Three projects to help extend main quadrangles, connect campus
The pedestrian flow and green spaces of the University’s main quadrangles will extend east to Woodlawn Avenue and west past Ellis Avenue, through three projects that will create a central connection across the campus and enhance accessibility.
To the east, as part of the adaptive reuse project at 5757 S. University Ave., the block of 58th Street between Woodlawn and University avenues will be transformed into a pedestrian pathway with the look and feel of the main quadrangles.
To the west, a new pathway will be created this summer where 58th Street now dead-ends, removing existing obstacles and opening up the pathway to the Crerar Quadrangle.
The east-west connection will be made complete with the creation of a new, open-air portal through the Administration Building that will join the main quadrangles with the science quadrangles and the medical campus.
The projects are designed to enhance the pedestrian experience, making it safer and more pleasant, encouraging informal encounters among faculty, students, staff and visitors, and improving accessibility.
“The outdoor spaces on campus can be as important as the indoor spaces,” said Steve Wiesenthal, University Architect and Associate Vice President for Facilities Services. “Like the Midway Crossings, these projects will connect parts of campus that have felt distant from each other because of features of our buildings and landscape. They will contribute to our sense of community and the integrated nature of the University.”

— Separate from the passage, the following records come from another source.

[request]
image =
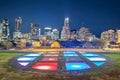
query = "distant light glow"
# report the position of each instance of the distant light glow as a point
(99, 63)
(50, 59)
(24, 63)
(77, 66)
(96, 58)
(24, 58)
(90, 54)
(45, 66)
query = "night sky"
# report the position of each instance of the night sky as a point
(98, 15)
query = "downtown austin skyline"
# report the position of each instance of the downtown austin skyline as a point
(98, 16)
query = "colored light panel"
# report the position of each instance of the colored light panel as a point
(72, 59)
(23, 63)
(53, 52)
(70, 54)
(25, 58)
(89, 54)
(77, 66)
(34, 54)
(45, 66)
(99, 63)
(50, 59)
(51, 55)
(96, 58)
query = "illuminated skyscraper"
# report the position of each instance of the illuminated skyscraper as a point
(118, 36)
(55, 34)
(48, 32)
(65, 33)
(18, 24)
(35, 31)
(84, 34)
(108, 35)
(4, 30)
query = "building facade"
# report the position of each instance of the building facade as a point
(65, 33)
(55, 34)
(4, 30)
(35, 31)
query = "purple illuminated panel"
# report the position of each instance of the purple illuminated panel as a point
(53, 52)
(49, 59)
(70, 54)
(26, 58)
(72, 59)
(24, 63)
(51, 55)
(96, 58)
(33, 54)
(89, 54)
(77, 66)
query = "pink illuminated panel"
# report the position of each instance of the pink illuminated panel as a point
(49, 59)
(45, 66)
(53, 52)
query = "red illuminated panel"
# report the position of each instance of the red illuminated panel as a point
(45, 66)
(49, 59)
(53, 52)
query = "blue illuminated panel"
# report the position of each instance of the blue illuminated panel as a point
(26, 58)
(23, 63)
(77, 66)
(70, 54)
(72, 59)
(99, 63)
(89, 54)
(34, 54)
(96, 58)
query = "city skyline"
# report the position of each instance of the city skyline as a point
(102, 15)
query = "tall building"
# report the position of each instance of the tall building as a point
(118, 36)
(18, 24)
(108, 35)
(84, 34)
(17, 35)
(65, 33)
(55, 34)
(73, 34)
(48, 33)
(35, 31)
(4, 30)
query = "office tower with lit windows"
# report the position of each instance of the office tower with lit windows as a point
(17, 35)
(48, 33)
(18, 24)
(65, 33)
(4, 30)
(35, 31)
(118, 36)
(55, 34)
(108, 35)
(84, 34)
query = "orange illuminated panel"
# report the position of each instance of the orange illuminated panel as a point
(45, 66)
(49, 59)
(54, 52)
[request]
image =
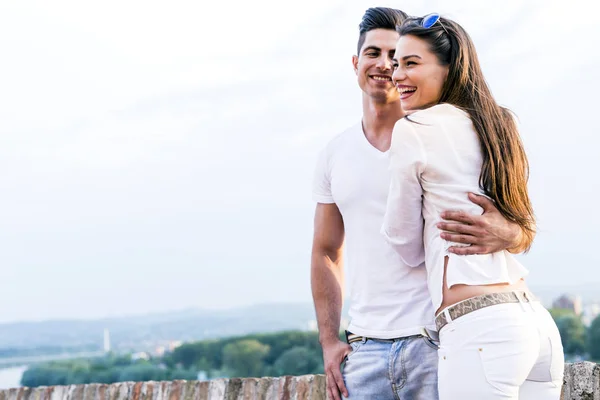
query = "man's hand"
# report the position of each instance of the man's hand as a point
(485, 234)
(334, 354)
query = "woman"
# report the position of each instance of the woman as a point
(496, 340)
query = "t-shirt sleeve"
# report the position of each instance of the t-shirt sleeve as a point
(403, 221)
(322, 179)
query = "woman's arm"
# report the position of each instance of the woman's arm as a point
(486, 233)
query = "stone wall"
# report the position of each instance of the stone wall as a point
(582, 382)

A first phase of the project will include construction of new ramps that will improve access to the Administration Building and along the pedestrian path for people of all physical abilities. Enabling work for the ramps will begin immediately.

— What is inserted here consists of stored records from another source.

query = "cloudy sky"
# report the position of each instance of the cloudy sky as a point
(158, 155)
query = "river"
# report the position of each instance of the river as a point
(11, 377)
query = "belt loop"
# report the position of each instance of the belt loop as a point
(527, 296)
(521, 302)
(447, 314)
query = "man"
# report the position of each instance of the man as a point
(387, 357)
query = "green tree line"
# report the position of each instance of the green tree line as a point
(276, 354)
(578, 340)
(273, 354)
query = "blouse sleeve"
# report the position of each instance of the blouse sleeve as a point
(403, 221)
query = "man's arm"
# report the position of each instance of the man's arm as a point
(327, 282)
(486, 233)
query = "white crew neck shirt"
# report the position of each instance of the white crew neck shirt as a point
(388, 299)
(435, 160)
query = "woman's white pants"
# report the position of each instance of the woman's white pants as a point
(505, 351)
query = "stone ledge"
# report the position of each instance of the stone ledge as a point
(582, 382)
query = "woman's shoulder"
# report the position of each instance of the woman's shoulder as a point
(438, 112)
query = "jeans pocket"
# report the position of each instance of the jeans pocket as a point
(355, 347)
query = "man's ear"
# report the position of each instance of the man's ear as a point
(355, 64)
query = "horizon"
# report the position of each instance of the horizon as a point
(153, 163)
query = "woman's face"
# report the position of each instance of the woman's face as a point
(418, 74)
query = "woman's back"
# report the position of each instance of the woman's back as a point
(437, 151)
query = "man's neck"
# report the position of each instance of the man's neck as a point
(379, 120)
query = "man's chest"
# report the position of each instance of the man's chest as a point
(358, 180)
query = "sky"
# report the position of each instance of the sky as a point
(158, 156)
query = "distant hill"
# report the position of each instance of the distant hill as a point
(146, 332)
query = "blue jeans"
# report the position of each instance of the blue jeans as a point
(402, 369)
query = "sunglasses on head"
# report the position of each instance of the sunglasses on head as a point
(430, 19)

Current access to the Administration Building will remain open and unchanged until June 17, the day after Spring Quarter Convocation. Through the summer, as the closed lobby on the first floor is opened to allow easier passage through the building, access to the building will be rerouted on a temporary basis—more information on temporary access will be available at http://facilities.uchicago.edu/construction/map.shtml.
Wiesenthal said planning is under way to mitigate temporary displacements due to construction, and that full access will be restored by fall.